[patch] scp + UTF-8

Wed Jan 20 10:54:41 AEDT 2016

Hi Darren,

Darren Tucker wrote on Wed, Jan 20, 2016 at 09:39:33AM +1100:
> On Wed, Jan 20, 2016 at 8:48 AM, Ingo Schwarze <schwarze at usta.de> wrote:

>> Martijn sent the following patch to me in private and agreed that i
>> post it here.
>>
>> In any other program in OpenBSD base, i'd probably agree with the
>> basic approach.  Regarding OpenSSH, however, i worry whether wcwidth(3)
>> can be used.  While wcwidth(3) is POSIX, it is not ISO C.  Does
>> OpenSSH target platforms that don't provide wcwidth(3)?

> OpenSSH nominally targets POSIX, but it builds on a wide enough range
> of platforms that it's likely at least some don't have it.
> 
> Our general approach is to target POSIX then implement any needed
> missing bits either by stealing the implementation from OpenBSD, some
> other BSD licensed source or writing from scratch.  If we have to
> we'll ifdef stuff but prefer not to.

Sure, that's what i expected.

>> If so, do you think the problem can be solved by simply providing
>> US-ASCII support only on such platforms, but no UTF-8 support at all?

> Yes.  That's what I did with mblen when we picked up a need for that
> via libedit for platforms with no wide character support.
> 
> $ grep -i mblen openbsd-compat/*.h
> openbsd-compat/openbsd-compat.h:#ifndef HAVE_MBLEN
> openbsd-compat/openbsd-compat.h:# define mblen(x, y)  (1)

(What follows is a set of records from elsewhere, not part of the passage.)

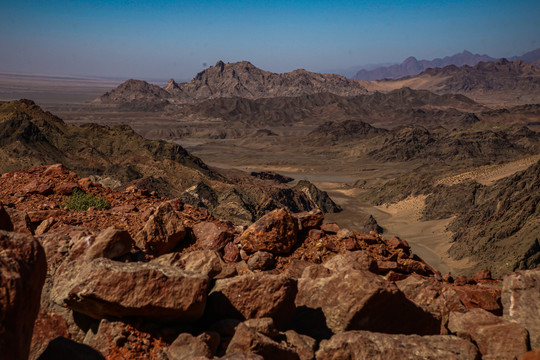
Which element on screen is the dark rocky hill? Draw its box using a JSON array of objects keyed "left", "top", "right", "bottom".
[
  {"left": 94, "top": 61, "right": 367, "bottom": 109},
  {"left": 353, "top": 50, "right": 496, "bottom": 80},
  {"left": 0, "top": 100, "right": 340, "bottom": 224}
]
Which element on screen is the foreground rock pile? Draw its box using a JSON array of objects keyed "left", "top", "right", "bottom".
[{"left": 0, "top": 165, "right": 540, "bottom": 360}]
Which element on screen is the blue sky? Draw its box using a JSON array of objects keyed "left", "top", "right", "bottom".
[{"left": 0, "top": 0, "right": 540, "bottom": 80}]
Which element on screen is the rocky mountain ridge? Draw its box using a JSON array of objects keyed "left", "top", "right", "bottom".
[
  {"left": 94, "top": 61, "right": 367, "bottom": 110},
  {"left": 352, "top": 50, "right": 497, "bottom": 80},
  {"left": 0, "top": 165, "right": 540, "bottom": 360},
  {"left": 0, "top": 100, "right": 337, "bottom": 225}
]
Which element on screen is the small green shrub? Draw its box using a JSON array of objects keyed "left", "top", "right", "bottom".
[{"left": 64, "top": 189, "right": 111, "bottom": 211}]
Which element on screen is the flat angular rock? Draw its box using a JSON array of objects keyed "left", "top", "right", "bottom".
[
  {"left": 0, "top": 230, "right": 47, "bottom": 360},
  {"left": 296, "top": 267, "right": 440, "bottom": 335},
  {"left": 395, "top": 275, "right": 467, "bottom": 319},
  {"left": 227, "top": 323, "right": 298, "bottom": 360},
  {"left": 292, "top": 209, "right": 324, "bottom": 230},
  {"left": 135, "top": 202, "right": 186, "bottom": 256},
  {"left": 316, "top": 331, "right": 480, "bottom": 360},
  {"left": 323, "top": 251, "right": 377, "bottom": 272},
  {"left": 84, "top": 226, "right": 135, "bottom": 260},
  {"left": 192, "top": 221, "right": 234, "bottom": 250},
  {"left": 502, "top": 269, "right": 540, "bottom": 349},
  {"left": 208, "top": 273, "right": 297, "bottom": 326},
  {"left": 167, "top": 333, "right": 214, "bottom": 360},
  {"left": 240, "top": 209, "right": 298, "bottom": 254},
  {"left": 448, "top": 309, "right": 528, "bottom": 360},
  {"left": 51, "top": 258, "right": 209, "bottom": 322}
]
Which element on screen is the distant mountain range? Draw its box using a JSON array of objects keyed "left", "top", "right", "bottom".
[
  {"left": 94, "top": 61, "right": 367, "bottom": 109},
  {"left": 352, "top": 48, "right": 540, "bottom": 80}
]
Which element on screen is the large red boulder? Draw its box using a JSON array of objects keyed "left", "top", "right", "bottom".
[
  {"left": 0, "top": 231, "right": 47, "bottom": 360},
  {"left": 240, "top": 209, "right": 298, "bottom": 254}
]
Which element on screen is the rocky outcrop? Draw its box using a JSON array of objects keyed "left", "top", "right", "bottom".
[
  {"left": 0, "top": 230, "right": 47, "bottom": 360},
  {"left": 240, "top": 209, "right": 298, "bottom": 254},
  {"left": 448, "top": 309, "right": 529, "bottom": 360},
  {"left": 135, "top": 203, "right": 186, "bottom": 256},
  {"left": 502, "top": 269, "right": 540, "bottom": 349},
  {"left": 316, "top": 331, "right": 480, "bottom": 360},
  {"left": 51, "top": 259, "right": 209, "bottom": 322}
]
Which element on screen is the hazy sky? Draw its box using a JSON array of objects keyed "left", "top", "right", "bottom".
[{"left": 0, "top": 0, "right": 540, "bottom": 80}]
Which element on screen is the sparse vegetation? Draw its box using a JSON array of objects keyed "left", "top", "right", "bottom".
[{"left": 64, "top": 189, "right": 111, "bottom": 211}]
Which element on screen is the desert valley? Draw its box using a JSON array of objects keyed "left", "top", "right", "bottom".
[{"left": 0, "top": 33, "right": 540, "bottom": 360}]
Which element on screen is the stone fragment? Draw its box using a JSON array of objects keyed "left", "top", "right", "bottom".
[
  {"left": 192, "top": 221, "right": 234, "bottom": 250},
  {"left": 316, "top": 331, "right": 480, "bottom": 360},
  {"left": 292, "top": 209, "right": 324, "bottom": 230},
  {"left": 54, "top": 182, "right": 79, "bottom": 195},
  {"left": 448, "top": 309, "right": 528, "bottom": 360},
  {"left": 84, "top": 226, "right": 135, "bottom": 260},
  {"left": 247, "top": 251, "right": 274, "bottom": 270},
  {"left": 135, "top": 202, "right": 186, "bottom": 256},
  {"left": 321, "top": 223, "right": 339, "bottom": 234},
  {"left": 51, "top": 258, "right": 209, "bottom": 322},
  {"left": 502, "top": 269, "right": 540, "bottom": 349},
  {"left": 227, "top": 323, "right": 298, "bottom": 360},
  {"left": 167, "top": 333, "right": 214, "bottom": 360},
  {"left": 323, "top": 251, "right": 377, "bottom": 272},
  {"left": 240, "top": 209, "right": 298, "bottom": 254},
  {"left": 0, "top": 230, "right": 47, "bottom": 360},
  {"left": 208, "top": 273, "right": 297, "bottom": 326},
  {"left": 296, "top": 268, "right": 440, "bottom": 335}
]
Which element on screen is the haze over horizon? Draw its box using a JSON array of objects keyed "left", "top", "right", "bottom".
[{"left": 0, "top": 0, "right": 540, "bottom": 81}]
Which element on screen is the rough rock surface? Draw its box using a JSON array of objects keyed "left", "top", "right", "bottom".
[
  {"left": 316, "top": 331, "right": 480, "bottom": 360},
  {"left": 296, "top": 268, "right": 440, "bottom": 334},
  {"left": 51, "top": 259, "right": 209, "bottom": 322},
  {"left": 502, "top": 269, "right": 540, "bottom": 349},
  {"left": 208, "top": 274, "right": 297, "bottom": 326},
  {"left": 0, "top": 230, "right": 47, "bottom": 360},
  {"left": 240, "top": 209, "right": 298, "bottom": 254},
  {"left": 135, "top": 202, "right": 186, "bottom": 256},
  {"left": 448, "top": 309, "right": 529, "bottom": 360}
]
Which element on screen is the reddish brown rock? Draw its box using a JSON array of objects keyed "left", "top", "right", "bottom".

Uh oh.  I'm not quite sure what consequences that might entail in
libedit for sftp(1), which does use setlocale(LC_CTYPE, "")?
Did you audit those consequences?

> Is there any reason the same approach would not work with wcwidth?

  #define wcwidth(x) (1)   /* NO!! */

would be a security risk.  One purpose of wcwidth(3) is to weed out
non-printable characters.  Whatever replacement we use, we have to
make sure it returns -1 for every non-printable character on every
platform.  We MUST NOT let the scp(1) progressmeter spew random
Unicode characters taken from the network at the user's terminal.
They might be control codes.

  #define wcwidth(x) (-1)   /* not really */

is not a security issue, but it would completely break filename
display even with the C/POSIX locale on those platforms.  I briefly
considered

  int
  wcwidth(wchar_t wc)   /* might break? */
  {
  	if (wc < 0x20 || wc > 0x7e)
		return -1;
	return isprint((unsigned char)wc) ? 1 : -1;
  }

But that isn't ideal either because as far as i know, ISO C
doesn't require that wchar_t is internally represented in a way
that puts ASCII in the range 0x00 to 0x7f.  Using iswprint(3)
is not a very good idea either because that is C99, not C89,
and may not be available either.

So if we can't get a real implementation of wcwidth(3) on some
platform, it's better to completely disable UTF-8 and only allow
US-ASCII.

A real replacement implementation of wcwidth(3) is MUCH harder
than a real replacement implementation of mbtowc(3) and mblen(3).
It needs a big table of character ranges (see tmux(1)), while
the latter can be done in 50 lines (see mandoc(1)).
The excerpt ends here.